Habrá quien piense que los vaqueros no son, en principio, la pieza más HARPER'S BAZAAR del armario. Y, sin embargo, esta cabecera jugó un papel decisivo y poco conocido en el salto de este tejido, rudo y prosaico, a los altares de la moda. Sin desmerecer la infuencia que en ello pudiera tener Marlon Brando, fueron Diana Vreeland y Carmel Snow –editora de moda y directora de la revista en EEUU– las que, a primeros de los cuarenta, azuzaron a la diseñadora Claire McCardell (1905-1958) para que creara “un vestido estiloso para el quehacer cotidiano de las amas de casa”. Así nació en 1942 un traje conocido como popover dress, traducible como “vestido para echarse encima”... de lo que fuera. Realizado en denim, se comercializaba por 6,95 dólares en la época, pero poseía una innegable elegancia, dentro de su simplicidad pavorosa, gracias a una cintura marcada y una falda con vuelo. Hasta la muerte de la diseñadora, se vendieron cientos de miles de lo que podría muy bien considerarse el eslabón perdido entre la bata para trabajar en casa y el traje de oficina. Y entre el blue jean como lienzo de rebeldía y su aceptación como elemento de moda respetable. Este traje se convirtió en el pilar del estilo de McCardell, reivindicada hace relativamente poco como pionera de la moda estadounidense y de su flosofía. Pero la diseñadora usó el tejano para mucho más que para esta suerte de uniforme doméstico listo para ocasiones informales. Le gustaba tanto que también cortaba con él trajes de dos piezas o ligeros abrigos de rayas. Sí, todo eso ocurría en los años cuarenta. Por si alguien creía que los conjuntos en denim de Stella McCartney para esta primavera tenían algo de novedoso.

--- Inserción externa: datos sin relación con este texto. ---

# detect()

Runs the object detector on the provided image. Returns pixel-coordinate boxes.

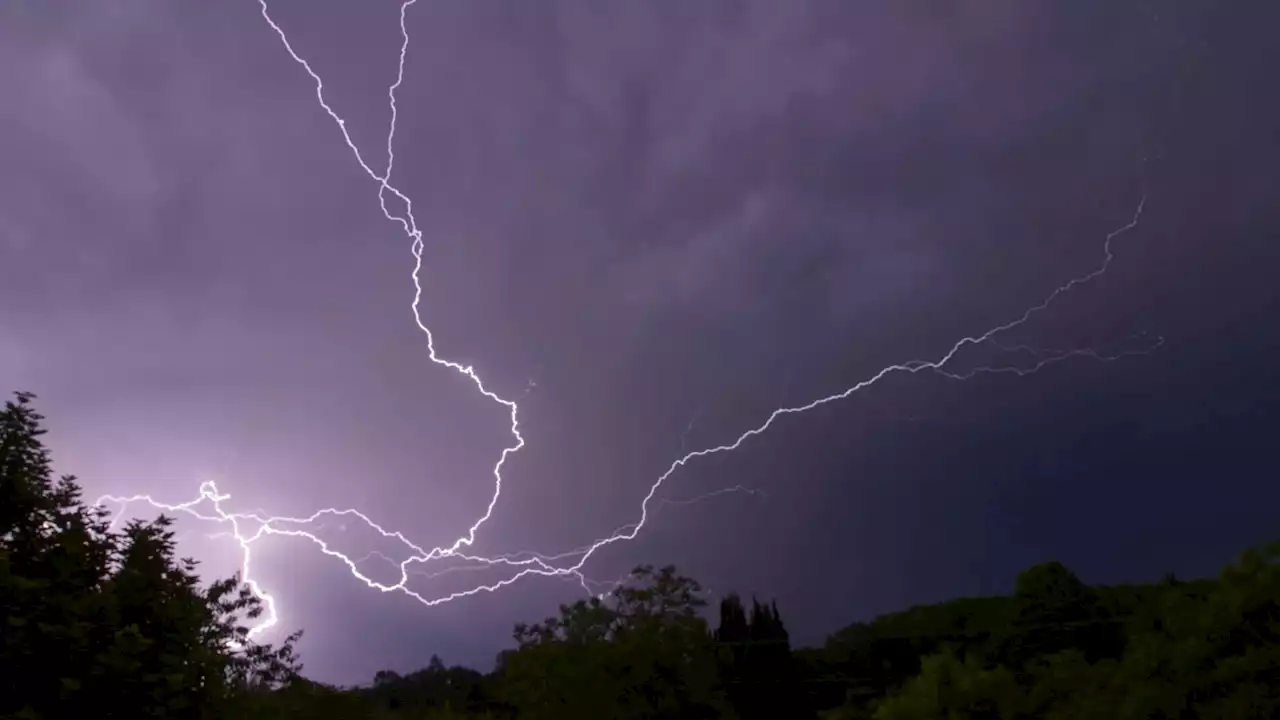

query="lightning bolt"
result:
[661,485,768,507]
[95,0,1161,642]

Los vaqueros específicamente concebidos para mujeres existían desde 1938 y, solo un año después, las revistas de EEUU ya sugerían que se cambiara “la tradicional bata de fores para estar en casa por un peto de jean”. Pero, espoloneada por Vreeland –quien, fiel a sí misma, una vez tachó uno de sus diseños de “patético”–, McCardell llevó el tejido más allá de los límites del pantalón de cinco bolsillos. La editora afirmaba que la diseñadora “conocía y respetaba el cuerpo y sus proporciones total, total, TOTALMENTE”. Por eso sus creaciones proliferaron en las páginas de Harper’s Bazaar durante la era Vreeland (de 1936 a 1962). Seguramente no por casualidad, a menudo, fotografiadas por otra mujer, Louise Dahl-Wolfe. En las páginas de Bazaar se unían cuatro mujeres defendiendo que el vestir funcional no tenía por qué renunciar a lo atractivo. Suena reivindicativo y, a su singular manera, lo era. McCardell, atlética hija de una acomodada familia sureña, entró en contacto con la moda a través de las revistas de su madre y empezó a repensar las prendas de sus tres hermanos. “Siempre me preguntaba por qué la ropa de mujer tenía que ser delicada. ¿Por qué no podía ser práctica y robusta a la vez que femenina?”, declararía.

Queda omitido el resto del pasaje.